At the end of March 2020, Nigeria owes China $3.121 billion (?1,126.68 trillion at USD/?361), or 3.94 percent of Nigeria’s total public debt of $79.21 billion as of September 2021, according to the World Bank.
Similarly, loans from China accounted for 11.28% of the USD27.67 billion in foreign debt stock as of the same date, in terms of external sources of funding.
China has borrowed USD 3.121 billion from the World Bank as of March 31, 2020, and the interest rates are 2.50 percent per year with a tenor of 20 years, as well as a seven-year grace period (moratorium). According to the World Bank.
Section 41 (1a) of the Fiscal Responsibility Act of 2007 requires certain phrases to be compliant. Low interest rates save the government money on interest, but extended terms allow the principle to be repaid over many years. A recently disclosed global bank document says that because of these two advantages, the yearly budget’s debt payment provisions are smaller than they would be if the loans were on commercial terms.
‘According to the paper, the $3.121 billion in loans are project-related debts. Nigerian Railway Modernization Project (Idu-Kaduna section), Abuja Light Rail Project, Nigerian Four Airport Terminals Expansion Project (Abuja, Kano, Lagos, and Port Harcourt), Nigerian Railway Modernization Project (Lagos-Ibadan section), and Rehabilitation and Upgrading of Abuja – Keffi- Makurdi Road Project are among the eleven projects (11 as of March 31, 2020) that will be completed by that date.

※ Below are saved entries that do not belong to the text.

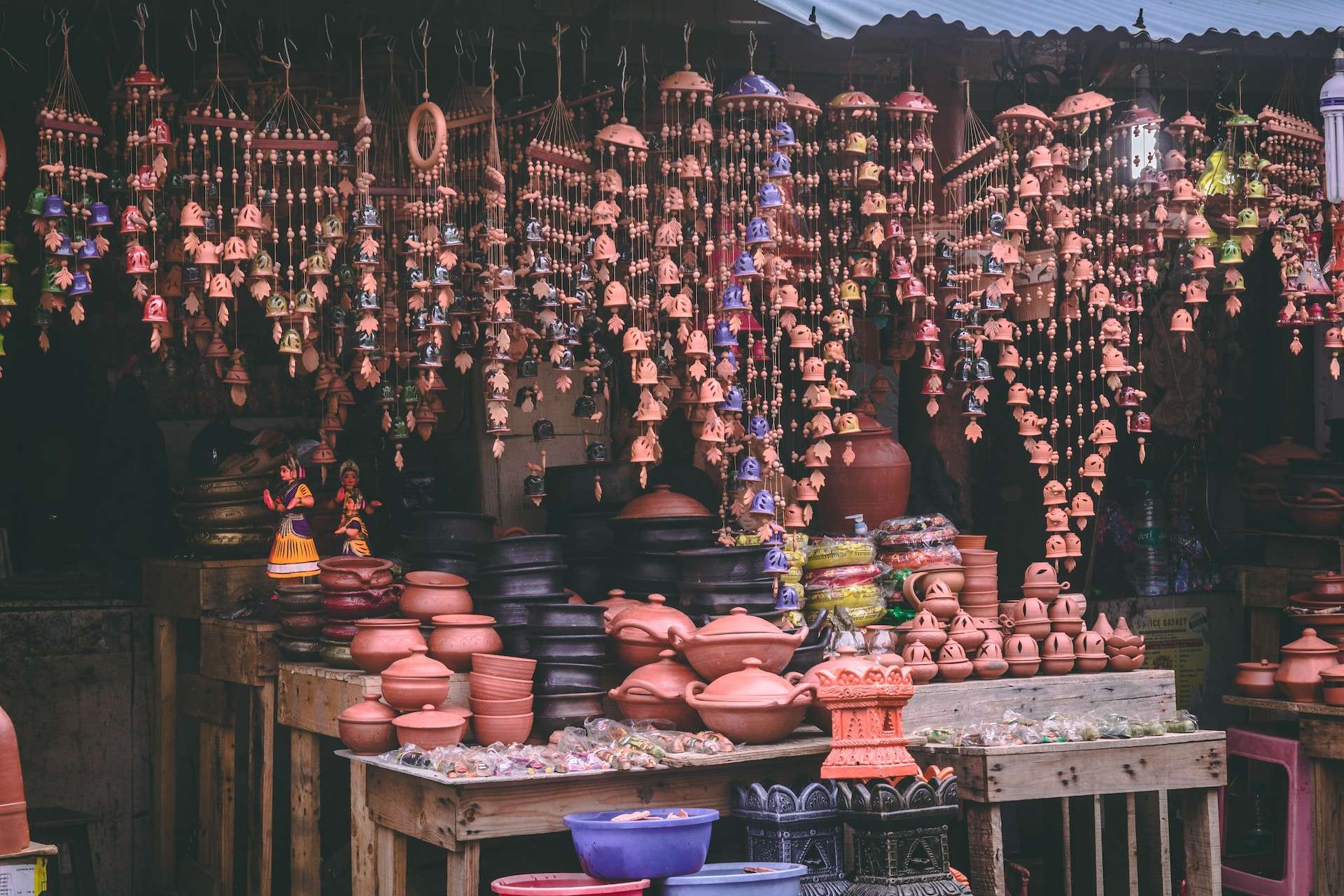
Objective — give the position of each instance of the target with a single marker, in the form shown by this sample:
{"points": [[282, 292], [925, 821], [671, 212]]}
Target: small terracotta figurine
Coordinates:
{"points": [[292, 554]]}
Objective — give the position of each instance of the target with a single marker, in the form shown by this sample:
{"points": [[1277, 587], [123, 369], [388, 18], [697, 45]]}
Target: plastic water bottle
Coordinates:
{"points": [[1149, 555]]}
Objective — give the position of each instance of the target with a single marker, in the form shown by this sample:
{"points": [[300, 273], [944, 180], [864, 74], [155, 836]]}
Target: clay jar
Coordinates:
{"points": [[354, 574], [752, 706], [640, 633], [1298, 676], [953, 664], [433, 594], [1022, 654], [366, 727], [458, 636], [381, 643], [1257, 679], [416, 680], [721, 647], [430, 727], [657, 691]]}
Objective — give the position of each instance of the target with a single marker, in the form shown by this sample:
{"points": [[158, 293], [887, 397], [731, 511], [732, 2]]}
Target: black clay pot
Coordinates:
{"points": [[454, 531], [573, 648], [566, 618], [522, 580], [722, 564], [521, 551], [666, 533], [566, 678], [553, 713]]}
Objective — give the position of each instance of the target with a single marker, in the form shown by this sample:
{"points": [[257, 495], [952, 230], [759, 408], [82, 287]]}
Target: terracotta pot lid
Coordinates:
{"points": [[371, 708], [749, 684], [1310, 645], [662, 501], [417, 666]]}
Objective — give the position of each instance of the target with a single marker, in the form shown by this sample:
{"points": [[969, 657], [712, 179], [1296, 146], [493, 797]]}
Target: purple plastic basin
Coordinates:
{"points": [[635, 849]]}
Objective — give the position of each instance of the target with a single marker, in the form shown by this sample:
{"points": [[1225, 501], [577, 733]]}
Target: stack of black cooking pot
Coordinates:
{"points": [[717, 580], [569, 644], [581, 500], [650, 532], [447, 542], [514, 574]]}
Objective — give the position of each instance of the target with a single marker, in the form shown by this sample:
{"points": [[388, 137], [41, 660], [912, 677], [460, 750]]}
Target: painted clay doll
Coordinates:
{"points": [[292, 554]]}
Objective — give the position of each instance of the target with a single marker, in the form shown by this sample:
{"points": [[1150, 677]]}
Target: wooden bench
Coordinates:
{"points": [[1112, 809]]}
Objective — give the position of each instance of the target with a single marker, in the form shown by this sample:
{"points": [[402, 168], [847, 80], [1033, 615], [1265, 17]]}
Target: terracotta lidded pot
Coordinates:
{"points": [[657, 691], [1257, 679], [366, 727], [381, 643], [430, 727], [1298, 676], [429, 594], [456, 637], [640, 633], [416, 680]]}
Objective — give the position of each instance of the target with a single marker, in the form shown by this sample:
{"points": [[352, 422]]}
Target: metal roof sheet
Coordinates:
{"points": [[1164, 19]]}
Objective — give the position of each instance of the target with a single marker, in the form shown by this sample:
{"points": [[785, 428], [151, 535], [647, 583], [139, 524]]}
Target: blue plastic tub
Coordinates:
{"points": [[729, 879], [635, 849]]}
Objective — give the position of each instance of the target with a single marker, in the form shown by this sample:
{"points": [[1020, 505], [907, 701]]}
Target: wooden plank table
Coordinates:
{"points": [[391, 802], [1133, 855], [1320, 729], [308, 699]]}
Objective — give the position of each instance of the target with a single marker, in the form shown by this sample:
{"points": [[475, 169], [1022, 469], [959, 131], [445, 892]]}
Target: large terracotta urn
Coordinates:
{"points": [[876, 484]]}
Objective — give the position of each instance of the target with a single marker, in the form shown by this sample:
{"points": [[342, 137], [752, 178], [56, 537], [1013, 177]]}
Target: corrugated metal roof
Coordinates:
{"points": [[1164, 19]]}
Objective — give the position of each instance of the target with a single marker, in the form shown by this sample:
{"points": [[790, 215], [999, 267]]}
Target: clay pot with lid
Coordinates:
{"points": [[416, 680], [430, 727], [953, 664], [640, 633], [752, 706], [847, 657], [428, 594], [720, 648], [381, 643], [1257, 679], [657, 691], [354, 574], [366, 727], [1298, 675]]}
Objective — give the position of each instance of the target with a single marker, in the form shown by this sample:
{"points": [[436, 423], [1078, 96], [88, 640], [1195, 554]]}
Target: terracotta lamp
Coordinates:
{"points": [[867, 741]]}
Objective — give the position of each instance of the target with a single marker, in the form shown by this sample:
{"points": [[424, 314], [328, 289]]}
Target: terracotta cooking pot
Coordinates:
{"points": [[433, 594]]}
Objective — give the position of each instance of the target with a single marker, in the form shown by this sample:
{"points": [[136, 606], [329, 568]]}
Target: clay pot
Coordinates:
{"points": [[430, 594], [430, 727], [354, 574], [458, 636], [721, 647], [1298, 675], [875, 484], [1257, 679], [416, 680], [366, 727], [379, 643], [990, 663], [953, 664], [846, 657], [640, 633], [752, 706], [657, 691]]}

This loan’s influence is not only apparent, but also palpable. Taking the Idu-Kaduna Rail Line as an example, it’s now a popular mode of transit between Abuja and Kaduna. The new Abuja International Airport and the Lagos-Ibadan Rail Line, when finished, would relieve traffic on the crowded Lagos-Ibadan Expressway.
A number of these initiatives also have the additional advantage of creating jobs via direct and indirect service providers, including Small and Medium Enterprises (SMEs), according to the paper.
Remember that President Muhammadu Buhari recently wrote to the National Assembly, asking for authority to borrow $4,054,476,863 billion and €710 million, a move that caused controversy.